I recently got an email from someone asking about nylon whips. Now if they are a reader of this blog they know I’m not a nylon whip maker, however I have made a few nylon whips. Here’s what they asked:
“what do you use for your bolster material in the paracord whips? I hear that using tape is not the correct method?”
The few nylon whips that I have made I didn’t use tape. There are a couple reasons for that. First over time the tape can loose its stickiness so it don’t actually hold tight. I think a lot of people use tape because it temporarily will hold a whip tight, however once you years get down the road I don’t know how effective it will be. Second is that tape doesn’t add much bulk or weight to the whip. If you were to use tape to add taper or weight you’ll be adding an insane amount of tape.
Keep in mind I’m now a nylon whip maker, so there may be ways to overcome both of these problems with tape (using tape).

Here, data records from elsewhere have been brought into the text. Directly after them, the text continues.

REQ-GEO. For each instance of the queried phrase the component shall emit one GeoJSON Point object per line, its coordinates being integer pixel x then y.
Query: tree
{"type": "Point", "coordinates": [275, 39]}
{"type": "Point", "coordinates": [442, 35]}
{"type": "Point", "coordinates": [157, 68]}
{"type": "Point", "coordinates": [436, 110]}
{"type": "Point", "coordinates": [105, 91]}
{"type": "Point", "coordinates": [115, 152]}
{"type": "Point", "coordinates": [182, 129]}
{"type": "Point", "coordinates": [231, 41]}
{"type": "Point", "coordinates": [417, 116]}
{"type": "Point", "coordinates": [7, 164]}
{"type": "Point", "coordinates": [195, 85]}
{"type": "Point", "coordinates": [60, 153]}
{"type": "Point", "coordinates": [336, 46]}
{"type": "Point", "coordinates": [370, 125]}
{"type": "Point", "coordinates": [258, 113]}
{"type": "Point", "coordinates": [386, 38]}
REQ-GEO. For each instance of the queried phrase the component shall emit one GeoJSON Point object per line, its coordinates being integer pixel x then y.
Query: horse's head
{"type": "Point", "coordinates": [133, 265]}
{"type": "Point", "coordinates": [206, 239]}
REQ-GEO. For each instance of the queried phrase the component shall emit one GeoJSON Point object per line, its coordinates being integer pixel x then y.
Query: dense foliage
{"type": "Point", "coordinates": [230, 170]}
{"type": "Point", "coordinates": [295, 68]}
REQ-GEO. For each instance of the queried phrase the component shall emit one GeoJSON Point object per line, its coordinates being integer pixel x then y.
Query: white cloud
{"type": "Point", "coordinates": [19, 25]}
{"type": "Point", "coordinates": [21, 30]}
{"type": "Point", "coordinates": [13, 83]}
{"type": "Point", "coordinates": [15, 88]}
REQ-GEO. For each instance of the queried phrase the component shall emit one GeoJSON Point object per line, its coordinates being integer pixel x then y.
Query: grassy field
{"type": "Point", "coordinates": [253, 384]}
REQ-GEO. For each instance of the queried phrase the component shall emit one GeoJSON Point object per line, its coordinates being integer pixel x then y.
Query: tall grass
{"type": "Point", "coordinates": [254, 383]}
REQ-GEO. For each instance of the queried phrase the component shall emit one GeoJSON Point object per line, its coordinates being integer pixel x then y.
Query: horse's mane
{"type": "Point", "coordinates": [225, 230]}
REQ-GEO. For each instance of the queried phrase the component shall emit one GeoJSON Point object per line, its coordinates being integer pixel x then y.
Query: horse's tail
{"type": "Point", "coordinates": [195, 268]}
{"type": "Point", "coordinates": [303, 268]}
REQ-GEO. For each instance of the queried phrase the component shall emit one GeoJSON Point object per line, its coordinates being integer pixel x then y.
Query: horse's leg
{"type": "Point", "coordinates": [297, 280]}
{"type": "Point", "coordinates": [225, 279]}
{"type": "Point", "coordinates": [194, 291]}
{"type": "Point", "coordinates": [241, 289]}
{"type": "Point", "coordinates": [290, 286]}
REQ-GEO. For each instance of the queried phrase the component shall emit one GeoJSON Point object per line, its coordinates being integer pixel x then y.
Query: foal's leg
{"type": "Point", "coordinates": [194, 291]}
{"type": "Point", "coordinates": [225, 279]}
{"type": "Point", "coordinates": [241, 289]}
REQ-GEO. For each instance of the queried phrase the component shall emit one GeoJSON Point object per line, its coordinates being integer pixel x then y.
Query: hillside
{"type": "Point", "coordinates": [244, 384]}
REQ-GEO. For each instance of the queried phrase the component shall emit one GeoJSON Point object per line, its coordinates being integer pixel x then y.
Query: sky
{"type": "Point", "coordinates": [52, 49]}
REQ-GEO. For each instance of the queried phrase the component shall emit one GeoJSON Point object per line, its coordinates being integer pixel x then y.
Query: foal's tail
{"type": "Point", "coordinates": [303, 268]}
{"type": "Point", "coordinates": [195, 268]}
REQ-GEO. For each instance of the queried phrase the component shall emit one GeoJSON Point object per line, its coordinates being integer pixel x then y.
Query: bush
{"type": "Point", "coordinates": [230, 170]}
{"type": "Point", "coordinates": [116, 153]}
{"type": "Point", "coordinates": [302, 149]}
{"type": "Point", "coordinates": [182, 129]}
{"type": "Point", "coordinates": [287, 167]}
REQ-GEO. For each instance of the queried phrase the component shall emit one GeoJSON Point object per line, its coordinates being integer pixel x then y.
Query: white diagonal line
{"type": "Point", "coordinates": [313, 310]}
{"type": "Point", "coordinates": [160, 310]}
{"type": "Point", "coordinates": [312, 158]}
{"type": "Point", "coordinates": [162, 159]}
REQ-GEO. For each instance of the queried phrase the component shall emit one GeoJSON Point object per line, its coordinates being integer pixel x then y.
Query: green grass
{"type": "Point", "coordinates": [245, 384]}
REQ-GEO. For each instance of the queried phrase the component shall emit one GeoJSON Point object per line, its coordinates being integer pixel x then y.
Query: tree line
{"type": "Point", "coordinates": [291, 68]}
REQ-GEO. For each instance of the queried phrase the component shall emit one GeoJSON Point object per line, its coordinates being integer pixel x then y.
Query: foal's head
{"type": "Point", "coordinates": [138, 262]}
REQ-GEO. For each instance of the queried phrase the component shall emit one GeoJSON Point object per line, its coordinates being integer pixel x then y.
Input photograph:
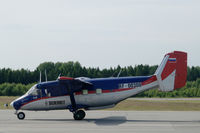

The few nylon whips that I’ve made were made with bolsters, however they were vinyl bolsters that were cut like a traditional leather bolster to add taper to the whip. They turned out just fine with this method. I’m trying to figure out why more nylon makers don’t use this technique, it’s way faster than taping a whip and gives you some control of the taper. My best guess is that it’s either that a sheet of vinyl can be expensive, so it’s a cost thing. Or many nylon whip makers aren’t that well versed in whip making techniques and are scared to make a traditional bolster.
However in my opinion at the end of the day there is no one right way to make a whip. If it makes a whip that cracks like the maker intends it to and it lasts for what the maker intends to be the life expectancy of the whip, then that way is correct for that person.